The topic must correspond to a directory under `research/` that was initialized with `kb-init.py`.

---

## Phase 1: SCAN

**Goal**: Determine what needs compiling.

1. Read `research/{topic}/kb.yaml` to get topic config (description, source types, compile settings).
2. List all files in `research/{topic}/raw/` — these are the source markdown files. Ignore the `images/` subdirectory.
3. List all files in `research/{topic}/wiki/sources/` — these are already-compiled source summaries.
4. **Identify new sources**: Files in `raw/` whose slug does not appear as a corresponding file in `wiki/sources/`. A slug match means `raw/{slug}.md` has a corresponding `wiki/sources/{slug}.md`.
5. **Identify modified sources**: Not applicable in Phase 1 (treat all unmatched raw files as new).
6. Report to user: "Found N raw sources, M already compiled, K new to process."

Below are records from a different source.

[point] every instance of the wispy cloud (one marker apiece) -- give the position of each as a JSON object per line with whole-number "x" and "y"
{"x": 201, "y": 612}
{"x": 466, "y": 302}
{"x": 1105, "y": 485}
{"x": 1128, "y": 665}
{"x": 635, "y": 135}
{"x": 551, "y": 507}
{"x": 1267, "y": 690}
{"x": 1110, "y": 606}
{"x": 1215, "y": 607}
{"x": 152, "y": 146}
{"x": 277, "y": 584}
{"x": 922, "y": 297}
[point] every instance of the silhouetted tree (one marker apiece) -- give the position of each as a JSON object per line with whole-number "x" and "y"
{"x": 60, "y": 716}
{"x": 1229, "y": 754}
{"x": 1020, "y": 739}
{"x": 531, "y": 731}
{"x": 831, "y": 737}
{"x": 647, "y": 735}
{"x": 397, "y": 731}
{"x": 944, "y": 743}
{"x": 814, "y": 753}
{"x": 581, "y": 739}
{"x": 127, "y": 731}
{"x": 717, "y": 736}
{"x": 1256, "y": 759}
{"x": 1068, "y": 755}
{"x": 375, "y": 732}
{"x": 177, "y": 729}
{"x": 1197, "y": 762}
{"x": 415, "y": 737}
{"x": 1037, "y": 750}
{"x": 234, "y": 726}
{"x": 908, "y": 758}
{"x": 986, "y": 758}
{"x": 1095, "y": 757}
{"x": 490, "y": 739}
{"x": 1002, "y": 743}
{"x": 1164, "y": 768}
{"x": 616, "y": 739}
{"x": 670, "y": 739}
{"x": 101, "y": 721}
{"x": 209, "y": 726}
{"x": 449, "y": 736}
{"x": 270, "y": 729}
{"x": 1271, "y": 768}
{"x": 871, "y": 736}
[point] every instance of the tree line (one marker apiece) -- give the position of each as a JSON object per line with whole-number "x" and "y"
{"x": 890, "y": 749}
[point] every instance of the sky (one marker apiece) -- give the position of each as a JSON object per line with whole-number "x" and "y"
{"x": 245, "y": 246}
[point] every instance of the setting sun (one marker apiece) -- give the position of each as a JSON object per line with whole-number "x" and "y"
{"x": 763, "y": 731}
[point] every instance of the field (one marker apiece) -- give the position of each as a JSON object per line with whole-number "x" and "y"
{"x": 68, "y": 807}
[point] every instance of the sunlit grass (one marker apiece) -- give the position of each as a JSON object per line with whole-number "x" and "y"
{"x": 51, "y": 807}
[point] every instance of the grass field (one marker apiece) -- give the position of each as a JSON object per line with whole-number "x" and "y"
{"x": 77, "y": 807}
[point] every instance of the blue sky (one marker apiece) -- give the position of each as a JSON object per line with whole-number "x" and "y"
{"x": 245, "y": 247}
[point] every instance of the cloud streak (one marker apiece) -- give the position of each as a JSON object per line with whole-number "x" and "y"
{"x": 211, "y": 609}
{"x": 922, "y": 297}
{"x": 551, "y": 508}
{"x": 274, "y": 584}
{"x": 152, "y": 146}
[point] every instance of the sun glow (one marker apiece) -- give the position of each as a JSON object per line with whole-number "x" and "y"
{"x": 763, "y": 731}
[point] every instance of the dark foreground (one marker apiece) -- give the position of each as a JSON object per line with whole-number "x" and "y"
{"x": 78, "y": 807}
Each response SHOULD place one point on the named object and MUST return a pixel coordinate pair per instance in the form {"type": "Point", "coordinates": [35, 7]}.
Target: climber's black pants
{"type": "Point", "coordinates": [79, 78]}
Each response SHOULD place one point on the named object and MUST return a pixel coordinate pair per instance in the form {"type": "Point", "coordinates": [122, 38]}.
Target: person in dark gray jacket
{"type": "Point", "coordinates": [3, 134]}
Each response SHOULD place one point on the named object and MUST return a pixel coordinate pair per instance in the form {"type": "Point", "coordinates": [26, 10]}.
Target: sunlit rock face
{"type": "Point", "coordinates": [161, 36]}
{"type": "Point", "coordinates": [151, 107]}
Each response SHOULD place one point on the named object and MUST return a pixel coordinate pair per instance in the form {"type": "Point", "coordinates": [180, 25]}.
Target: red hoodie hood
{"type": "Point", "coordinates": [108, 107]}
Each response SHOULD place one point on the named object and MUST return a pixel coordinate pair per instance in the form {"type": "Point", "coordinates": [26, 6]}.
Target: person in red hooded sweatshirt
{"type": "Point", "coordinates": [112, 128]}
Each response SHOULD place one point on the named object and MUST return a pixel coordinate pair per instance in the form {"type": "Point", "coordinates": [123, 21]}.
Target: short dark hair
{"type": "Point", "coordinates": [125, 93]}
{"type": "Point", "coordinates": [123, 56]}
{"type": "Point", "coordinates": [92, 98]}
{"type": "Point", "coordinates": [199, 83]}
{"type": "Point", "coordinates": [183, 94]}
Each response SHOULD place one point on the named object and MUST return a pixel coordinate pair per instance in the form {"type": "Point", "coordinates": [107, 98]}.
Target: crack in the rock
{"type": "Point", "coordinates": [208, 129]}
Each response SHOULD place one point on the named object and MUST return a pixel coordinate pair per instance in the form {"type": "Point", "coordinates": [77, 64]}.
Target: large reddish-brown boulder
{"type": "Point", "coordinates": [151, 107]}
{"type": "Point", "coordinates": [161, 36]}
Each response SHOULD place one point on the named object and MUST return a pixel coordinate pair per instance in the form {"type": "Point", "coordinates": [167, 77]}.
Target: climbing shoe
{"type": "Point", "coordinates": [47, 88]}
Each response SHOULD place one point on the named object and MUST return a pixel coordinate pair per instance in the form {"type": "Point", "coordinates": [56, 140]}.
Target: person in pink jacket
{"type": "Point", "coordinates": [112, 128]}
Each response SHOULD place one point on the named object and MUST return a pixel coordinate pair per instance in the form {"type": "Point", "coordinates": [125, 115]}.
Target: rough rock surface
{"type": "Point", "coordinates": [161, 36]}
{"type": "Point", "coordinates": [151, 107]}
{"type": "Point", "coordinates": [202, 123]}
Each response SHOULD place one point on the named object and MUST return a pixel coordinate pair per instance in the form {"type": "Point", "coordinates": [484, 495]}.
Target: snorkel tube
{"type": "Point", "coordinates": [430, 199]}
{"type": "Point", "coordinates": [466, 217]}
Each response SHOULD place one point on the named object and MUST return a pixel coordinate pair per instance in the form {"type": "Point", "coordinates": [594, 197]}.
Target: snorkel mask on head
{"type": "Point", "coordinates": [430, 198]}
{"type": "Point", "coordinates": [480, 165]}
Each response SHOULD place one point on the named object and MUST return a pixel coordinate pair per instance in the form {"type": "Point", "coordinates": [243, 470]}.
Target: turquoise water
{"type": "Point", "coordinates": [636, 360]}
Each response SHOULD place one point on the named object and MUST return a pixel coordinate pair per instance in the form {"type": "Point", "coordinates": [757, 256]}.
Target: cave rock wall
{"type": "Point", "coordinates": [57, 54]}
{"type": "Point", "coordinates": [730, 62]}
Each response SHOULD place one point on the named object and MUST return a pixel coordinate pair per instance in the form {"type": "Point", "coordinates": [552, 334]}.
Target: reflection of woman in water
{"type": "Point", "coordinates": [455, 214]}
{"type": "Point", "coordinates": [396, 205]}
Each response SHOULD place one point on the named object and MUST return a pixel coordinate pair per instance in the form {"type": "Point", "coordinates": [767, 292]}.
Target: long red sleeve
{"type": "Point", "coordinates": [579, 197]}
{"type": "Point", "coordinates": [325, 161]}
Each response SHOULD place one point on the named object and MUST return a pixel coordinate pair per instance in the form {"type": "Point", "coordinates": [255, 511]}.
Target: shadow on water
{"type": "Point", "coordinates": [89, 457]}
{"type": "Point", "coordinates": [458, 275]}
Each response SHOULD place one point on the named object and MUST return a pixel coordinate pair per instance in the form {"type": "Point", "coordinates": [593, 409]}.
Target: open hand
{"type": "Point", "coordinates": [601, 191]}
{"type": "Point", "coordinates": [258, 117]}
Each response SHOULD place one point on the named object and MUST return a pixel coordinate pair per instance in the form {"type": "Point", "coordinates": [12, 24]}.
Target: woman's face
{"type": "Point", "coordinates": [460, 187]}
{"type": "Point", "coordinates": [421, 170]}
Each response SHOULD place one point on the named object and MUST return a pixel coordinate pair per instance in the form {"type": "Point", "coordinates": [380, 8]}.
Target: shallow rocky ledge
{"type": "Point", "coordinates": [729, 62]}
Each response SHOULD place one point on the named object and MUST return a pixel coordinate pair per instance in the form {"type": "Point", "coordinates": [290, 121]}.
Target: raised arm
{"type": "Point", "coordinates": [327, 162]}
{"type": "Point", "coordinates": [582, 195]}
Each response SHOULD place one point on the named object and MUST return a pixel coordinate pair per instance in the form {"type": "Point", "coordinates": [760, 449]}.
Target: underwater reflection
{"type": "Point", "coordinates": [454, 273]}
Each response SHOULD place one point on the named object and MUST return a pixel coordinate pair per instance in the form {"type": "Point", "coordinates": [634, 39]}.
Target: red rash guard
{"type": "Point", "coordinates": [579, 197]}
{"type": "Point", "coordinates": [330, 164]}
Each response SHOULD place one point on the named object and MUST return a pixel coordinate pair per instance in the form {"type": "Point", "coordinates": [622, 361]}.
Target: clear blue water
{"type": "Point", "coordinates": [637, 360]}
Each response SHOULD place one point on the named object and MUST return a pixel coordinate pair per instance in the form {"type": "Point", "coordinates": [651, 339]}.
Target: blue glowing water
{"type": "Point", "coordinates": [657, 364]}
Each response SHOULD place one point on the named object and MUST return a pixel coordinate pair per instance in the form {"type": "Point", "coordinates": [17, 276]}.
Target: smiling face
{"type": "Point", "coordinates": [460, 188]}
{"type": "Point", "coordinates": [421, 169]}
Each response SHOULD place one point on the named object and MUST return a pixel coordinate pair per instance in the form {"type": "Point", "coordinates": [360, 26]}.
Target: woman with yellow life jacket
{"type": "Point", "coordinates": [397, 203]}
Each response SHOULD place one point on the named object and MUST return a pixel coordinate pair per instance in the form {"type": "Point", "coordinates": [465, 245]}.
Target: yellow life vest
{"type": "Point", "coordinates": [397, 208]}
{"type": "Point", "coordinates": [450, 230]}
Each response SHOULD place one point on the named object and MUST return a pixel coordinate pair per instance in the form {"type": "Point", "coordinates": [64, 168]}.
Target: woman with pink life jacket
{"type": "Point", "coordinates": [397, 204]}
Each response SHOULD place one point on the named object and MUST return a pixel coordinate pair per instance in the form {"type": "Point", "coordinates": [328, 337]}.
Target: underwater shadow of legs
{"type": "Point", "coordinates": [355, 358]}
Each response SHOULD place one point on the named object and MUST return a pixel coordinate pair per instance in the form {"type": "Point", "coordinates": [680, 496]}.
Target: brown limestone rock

If there are no new sources, proceed directly to Phase 4 (VERIFY) to confirm index consistency.

---

## Phase 2: COMPILE

**Goal**: For each new raw source, produce a wiki summary and update concept articles.

For **each new raw source file** (`research/{topic}/raw/{slug}.md`):

### 2a. Read and parse the raw source

- Read the raw markdown file.
- Extract the YAML frontmatter: title, source URL, clipped date, type.
- Read the markdown body: this is the clipped article content.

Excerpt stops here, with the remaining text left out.